On the other hand, it may be as simple as his receiving an “accommodation” based on some religious grounds that allows buzzing over my house. No, the Pope is not going to have the last say in this matter.
Maybe nobody has the last say except the perpetrator. While I, Man of the House, stood in front of the barbecue grill fuming and shouting obscenities and raised the middle finger salute to the contraption whining back and forth over our back yard, the Woman of the House sat quietly nursing her gin tonic, looked upward and said, “That’s enough.”
With iron fist in velvet glove, she marched out to the street and, five minutes later, the whining whirr stopped and she returned home with her report:
“It was (name deleted),” she said. “I asked him to stop flying it.”

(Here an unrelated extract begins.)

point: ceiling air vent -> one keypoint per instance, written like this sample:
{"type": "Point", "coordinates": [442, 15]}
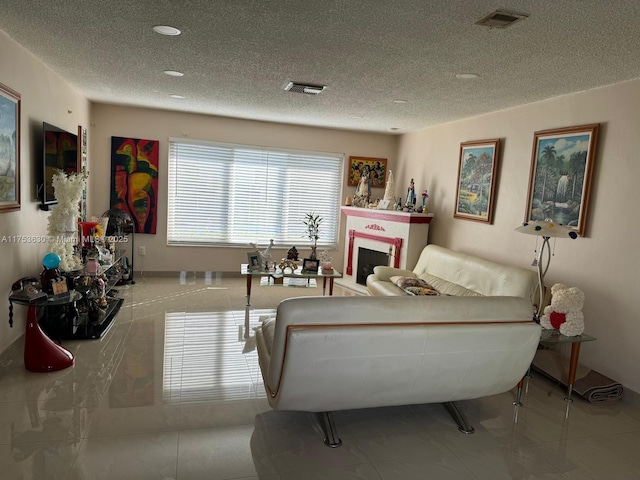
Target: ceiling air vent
{"type": "Point", "coordinates": [501, 19]}
{"type": "Point", "coordinates": [304, 88]}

“’Why?’ he said. ‘Because I don’t like it flying over my house,’ I said.”
“’Where do you live?’ he said. ‘Down at the corner,’ I said. ‘You can fly it somewhere else.’”
Maybe (name deleted) will take personal responsibility and fly his toy where it won’t bother anyone, where it won’t crash and hurt someone. No different than responsible owners of firearms who take safety training and secure their weapons not because the constitution allows them to, but because they take responsibility for their health and safety and that of the people around them.
Those who are unable or incapable of being responsible for their health and safety and the health and safety of those around them should be guided by the iron fist: no drones, no weapons. And there are places and times where and when we just don’t take drones and weapons. [ FAA Proposes Nearly $2 Million Fine To Drone Operator For Restricted Flights ]
Was anyone in the 12th Man crowd filling the stadium last Monday night packing drones or weapons? No. Did those who could not bring drones or weapons feel like their God-given constitutional right was being violated? Nope. And you know what? Qwest Field was one of the safest places to be in Seattle during Monday Night Football.